Introduction

Idiopathic pulmonary fibrosis (IPF) is the most common of the idiopathic interstitial pneumonias, characterized by severe pulmonary tissue fibrosis without a known pathogenesis. And the mean survival time after diagnosis is 2–3 years [1, 2]. It is a devastating condition that carries a prognosis worse than that of many cancers [2, 3]. Except for lung transplantation, there are very few treatment options for a patient with a fibrotic disease [4]. IPF patients frequently suffer an acute exacerbation (AE) of respiratory failure, also known as AE-IPF [5, 6]. It can cause severe acute hypoxemic respiratory failure, sharing common features with acute respiratory distress syndrome (ARDS).

In a retrospective study of 461 IPF cases, AE-IPF was the most frequent cause for the deterioration of IPF, accounting for 55.2% of the cases [7]. In another review, the ICU mortality of AE-IPF was from 56% to 100%, meanwhile the hospital mortality was 56% to 100% [5]. It is crucial to accurately identify the high risk of AE-IPF patients for optimizing their management and providing personalized care.

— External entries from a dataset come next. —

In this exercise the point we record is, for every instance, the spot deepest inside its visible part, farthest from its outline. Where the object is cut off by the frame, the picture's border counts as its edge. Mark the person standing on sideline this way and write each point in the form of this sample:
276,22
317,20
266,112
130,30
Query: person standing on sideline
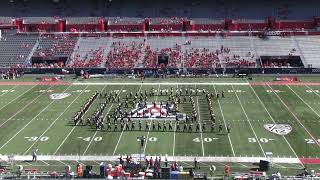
34,155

Currently, biological data grow and become more complex, machine learning is being applied to build predictive and informative models of these processes [8]. For example, analyzing primary care data to develop and validate a prognostic model for assessing methotrexate toxicity in immune-mediated inflammatory diseases [9]. According to percentage predicted forced vital capacity and PaO2/FiO2 levels, an interstitial lung disease prognosis model was developed for patients with AE rheumatoid arthritis [10]. The gender, age, physiology (GAP) model was used to determine disease severity in the idiopathic pulmonary fibrosis [11]. Notably, blood test results are the easiest to obtain.

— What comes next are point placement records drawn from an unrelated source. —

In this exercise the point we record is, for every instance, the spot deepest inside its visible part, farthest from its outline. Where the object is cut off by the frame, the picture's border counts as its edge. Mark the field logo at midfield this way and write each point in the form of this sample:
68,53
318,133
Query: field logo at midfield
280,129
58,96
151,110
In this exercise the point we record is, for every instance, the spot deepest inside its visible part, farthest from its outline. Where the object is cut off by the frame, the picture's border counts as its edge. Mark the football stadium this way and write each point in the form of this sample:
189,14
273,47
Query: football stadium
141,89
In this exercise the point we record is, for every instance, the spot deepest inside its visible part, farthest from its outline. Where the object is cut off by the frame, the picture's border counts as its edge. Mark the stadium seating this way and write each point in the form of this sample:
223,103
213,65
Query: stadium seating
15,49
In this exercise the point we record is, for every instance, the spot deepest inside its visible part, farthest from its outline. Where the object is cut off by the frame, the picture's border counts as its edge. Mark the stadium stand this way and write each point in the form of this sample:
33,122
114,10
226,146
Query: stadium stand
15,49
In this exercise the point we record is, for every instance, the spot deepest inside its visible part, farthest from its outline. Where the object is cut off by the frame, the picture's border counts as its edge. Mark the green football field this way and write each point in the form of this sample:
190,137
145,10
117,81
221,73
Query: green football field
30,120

There have been reports of immune cell disorders in patients with IPF [12, 13]. It has been demonstrated that certain patients with similar pulmonary fibrosis, such as COVID-19, have immune cell infiltration in the lungs and a decrease in CD4+ T and CD8+ T in the peripheral blood [14]. In this study, immunological data from the electronic medical record system of West China Hospital of Sichuan University were used to develop and validate a diagnosis model for AE-IPF. For patients with AE-IPF, it would be beneficial to predict the likelihood of clinically significant abnormal blood test results. In order to better understand this risk, we developed and validated a diagnosis model to estimate the risk of clinically significant idiopathic pulmonary fibrosis patients experiencing acute exacerbations.

Methods

In this retrospective cohort study performed from 1 January 2016 to 31 December 2022, we used data from the electronic medical record system of West China Hospital of Sichuan University (WCHSCU) for model development and validation. As WCHSCU is the largest general hospital in Southwest China and is representative of the patients for the database. The electronic medical record system includes information on demographic factors, basic diseases (hypertension, diabetes, cardiovascular disease, etc.), complications at the onset (pulmonary hypertension, gastroesophageal reflux disease, etc.), blood test results, and smoking status. According to TRIPOD guidelines, this study is transparently reporting multivariable prediction models for individual diagnosis [15].

Study population

This retrospective study enrolled consecutive IPF patients who were hospitalized in the West China Hospital of Sichuan University between 1 January 2016 and 31 December 2022. 444 patients were selected to construct the prediction model. 45.5% of patients received anti-fibrotic therapy, meanwhile, 56.3% of patients received oxygen supply (Additional file 1: Table S1). Data should be collected on AE-IPF diagnosis if it existed; otherwise, data should be collected on the first exam the patient underwent.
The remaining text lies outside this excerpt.